Estas nuevas religiones tienen sus profetas, sus templos, sus dogmas y sus rituales, de modo que nada les falta de cualquier religión que se precie. Y por supuesto, tienen sus deidades, a las que sus fieles rinden culto con fervor inusitado. ¿Quién dijo que le religión está en declive? Es al revés. Nunca había habido tal cantidad de entusiastas creyentes.
Por tanto, la conclusión es patente: Hay cero ateos, ya que los teos (los ídolos) están encumbrados en entronizados pedestales en el corazón de las masas, que les adoran sin cesar. De ahí que este mundo sea un hervidero de creyentes… de creyentes en ídolos.
Y de esta manera el mundo actual no es diferente del mundo antiguo, en el que la multitud de divinidades hacía casi imposible sistematizarlas y ordenarlas en un conjunto manejable, existiendo un sin fin de mitos y leyendas, a cual más fabuloso, para intentar explicar los hechos y personalidades de aquellos ídolos que la mente humana había forjado; suponiendo, claro, que fuera la mente humana la inventora y no otra mente aún más tenebrosa la que estuviera detrás. Aquellos mitos y leyendas también servían para explicar el origen del ser humano, lo mismo que ocurre con los mitos y leyendas actuales.
Una de las expresiones que durante mucho tiempo se empleó para burlarse de los cristianos fue la frase de que “nos habían comido el coco”, hasta el punto de que parecía ser el resumen definitivo que sentenciaba la falacia de la creencia cristiana. ¿Quién querría ser el producto de un lavado de cerebro? ¿Habría algo más penoso que estar controlado por una fantasía? Cristianos hubo que llegaron a dudar de su fe y hasta asumieron un complejo de inferioridad, por el que sentían que casi tenían que ir pidiendo perdón por creer lo que creían.

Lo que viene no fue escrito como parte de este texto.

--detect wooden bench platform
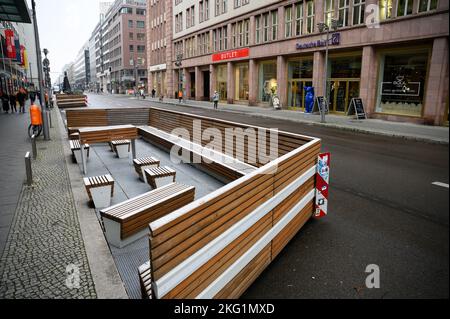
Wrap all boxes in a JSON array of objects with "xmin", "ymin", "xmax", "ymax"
[
  {"xmin": 144, "ymin": 166, "xmax": 177, "ymax": 189},
  {"xmin": 134, "ymin": 157, "xmax": 161, "ymax": 182},
  {"xmin": 100, "ymin": 183, "xmax": 195, "ymax": 248},
  {"xmin": 83, "ymin": 174, "xmax": 115, "ymax": 209},
  {"xmin": 139, "ymin": 126, "xmax": 257, "ymax": 183},
  {"xmin": 138, "ymin": 261, "xmax": 152, "ymax": 299}
]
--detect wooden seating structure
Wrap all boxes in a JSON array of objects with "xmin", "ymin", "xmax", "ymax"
[
  {"xmin": 56, "ymin": 94, "xmax": 87, "ymax": 109},
  {"xmin": 134, "ymin": 157, "xmax": 161, "ymax": 182},
  {"xmin": 100, "ymin": 183, "xmax": 195, "ymax": 248},
  {"xmin": 144, "ymin": 166, "xmax": 177, "ymax": 190},
  {"xmin": 83, "ymin": 174, "xmax": 115, "ymax": 209},
  {"xmin": 139, "ymin": 261, "xmax": 152, "ymax": 299},
  {"xmin": 70, "ymin": 140, "xmax": 90, "ymax": 164},
  {"xmin": 111, "ymin": 140, "xmax": 131, "ymax": 158}
]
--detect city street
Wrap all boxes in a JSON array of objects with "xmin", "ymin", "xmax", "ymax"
[{"xmin": 85, "ymin": 93, "xmax": 449, "ymax": 299}]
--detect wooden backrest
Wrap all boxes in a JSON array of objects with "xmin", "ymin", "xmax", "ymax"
[
  {"xmin": 148, "ymin": 137, "xmax": 321, "ymax": 299},
  {"xmin": 66, "ymin": 109, "xmax": 108, "ymax": 128},
  {"xmin": 65, "ymin": 108, "xmax": 150, "ymax": 129}
]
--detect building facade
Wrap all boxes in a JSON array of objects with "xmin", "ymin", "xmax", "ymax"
[
  {"xmin": 168, "ymin": 0, "xmax": 449, "ymax": 126},
  {"xmin": 0, "ymin": 19, "xmax": 38, "ymax": 93},
  {"xmin": 96, "ymin": 0, "xmax": 148, "ymax": 94},
  {"xmin": 73, "ymin": 43, "xmax": 90, "ymax": 91},
  {"xmin": 147, "ymin": 0, "xmax": 174, "ymax": 98}
]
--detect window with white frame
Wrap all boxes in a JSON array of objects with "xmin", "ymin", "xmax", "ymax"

Hoy resulta revelador, además de patético, constatar que es a los seguidores de los nuevos ídolos a los que bien se puede aplicar la expresión de que les han comido el coco, dada la intensidad de penetración en su cerebro que ha adquirido el dominio de aquello a lo que sirven, un dominio que se ha convertido en adicción. Y lo irracional en esa conducta, por no decir lo absurdo, es que la criatura adora a su propia creación, de modo que lo superior se postra ante lo inferior. El producto rinde pleitesía al sub-producto. ¡Qué desatino!
Y así es como lo que en su momento fue ridiculizado, la coherencia de la fe cristiana, por los que se consideraban los listos y expertos por antonomasia, que proponían sus avanzados y modernos sistemas de pensamiento, ha quedado vindicado por la propia chifladura de tales listos y expertos, cuyos vanos frutos han quedado en evidencia.

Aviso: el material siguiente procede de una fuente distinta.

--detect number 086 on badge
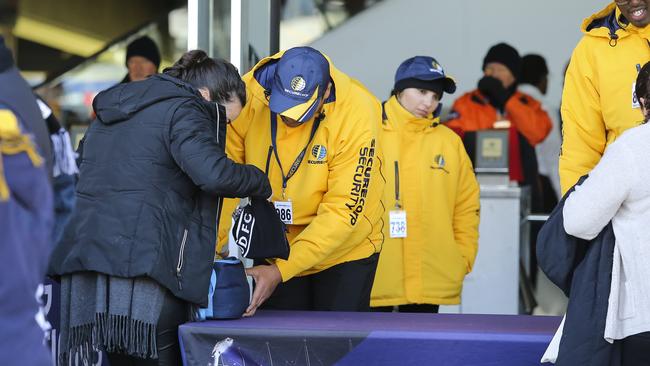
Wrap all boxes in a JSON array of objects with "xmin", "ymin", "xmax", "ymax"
[{"xmin": 274, "ymin": 201, "xmax": 293, "ymax": 225}]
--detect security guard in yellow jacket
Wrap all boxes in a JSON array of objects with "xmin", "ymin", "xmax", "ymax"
[
  {"xmin": 371, "ymin": 56, "xmax": 480, "ymax": 312},
  {"xmin": 219, "ymin": 47, "xmax": 385, "ymax": 315},
  {"xmin": 560, "ymin": 0, "xmax": 650, "ymax": 193}
]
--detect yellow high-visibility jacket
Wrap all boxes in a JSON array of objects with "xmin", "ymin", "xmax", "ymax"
[
  {"xmin": 560, "ymin": 3, "xmax": 650, "ymax": 193},
  {"xmin": 218, "ymin": 50, "xmax": 385, "ymax": 281},
  {"xmin": 371, "ymin": 96, "xmax": 480, "ymax": 306}
]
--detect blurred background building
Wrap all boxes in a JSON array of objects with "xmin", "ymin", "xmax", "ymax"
[
  {"xmin": 0, "ymin": 0, "xmax": 608, "ymax": 145},
  {"xmin": 0, "ymin": 0, "xmax": 382, "ymax": 146}
]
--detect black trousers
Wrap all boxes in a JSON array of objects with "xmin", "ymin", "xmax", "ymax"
[
  {"xmin": 260, "ymin": 253, "xmax": 379, "ymax": 311},
  {"xmin": 621, "ymin": 332, "xmax": 650, "ymax": 366},
  {"xmin": 371, "ymin": 304, "xmax": 440, "ymax": 313},
  {"xmin": 106, "ymin": 290, "xmax": 189, "ymax": 366}
]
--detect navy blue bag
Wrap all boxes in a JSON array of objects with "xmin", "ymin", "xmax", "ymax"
[
  {"xmin": 536, "ymin": 177, "xmax": 588, "ymax": 295},
  {"xmin": 198, "ymin": 258, "xmax": 250, "ymax": 320}
]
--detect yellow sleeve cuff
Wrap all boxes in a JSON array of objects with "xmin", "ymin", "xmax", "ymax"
[{"xmin": 274, "ymin": 260, "xmax": 300, "ymax": 282}]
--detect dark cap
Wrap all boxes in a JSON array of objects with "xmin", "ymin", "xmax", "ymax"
[
  {"xmin": 126, "ymin": 36, "xmax": 161, "ymax": 68},
  {"xmin": 269, "ymin": 47, "xmax": 330, "ymax": 123},
  {"xmin": 0, "ymin": 36, "xmax": 14, "ymax": 73},
  {"xmin": 394, "ymin": 56, "xmax": 456, "ymax": 95},
  {"xmin": 483, "ymin": 43, "xmax": 521, "ymax": 80},
  {"xmin": 232, "ymin": 198, "xmax": 290, "ymax": 260},
  {"xmin": 521, "ymin": 54, "xmax": 549, "ymax": 85}
]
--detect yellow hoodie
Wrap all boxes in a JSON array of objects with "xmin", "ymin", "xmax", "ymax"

Cero por ciento de ateos. Cien por cien de creyentes. Esa es la verdadera estadística. En cualquier parte del mundo. Pero hay una división entre el cien por cien de creyentes, al haber un porcentaje que cree en ídolos y un porcentaje que cree en Dios. El punto de partida de una creencia y de otra ya es esclarecedor, porque mientras los primeros se adoran a sí mismos, al adorar lo que ellos han hecho, los segundos adoran al que ha hecho todas las cosas. La ilógica y la lógica de ambos puntos de partida pone a unos y otros en su sitio.
¡Qué descanso es saber que estoy creyendo en quien realmente merece la pena creer!, que dijo: ‘No se avergonzarán los que esperan en mí.’ (Isaías 49:23).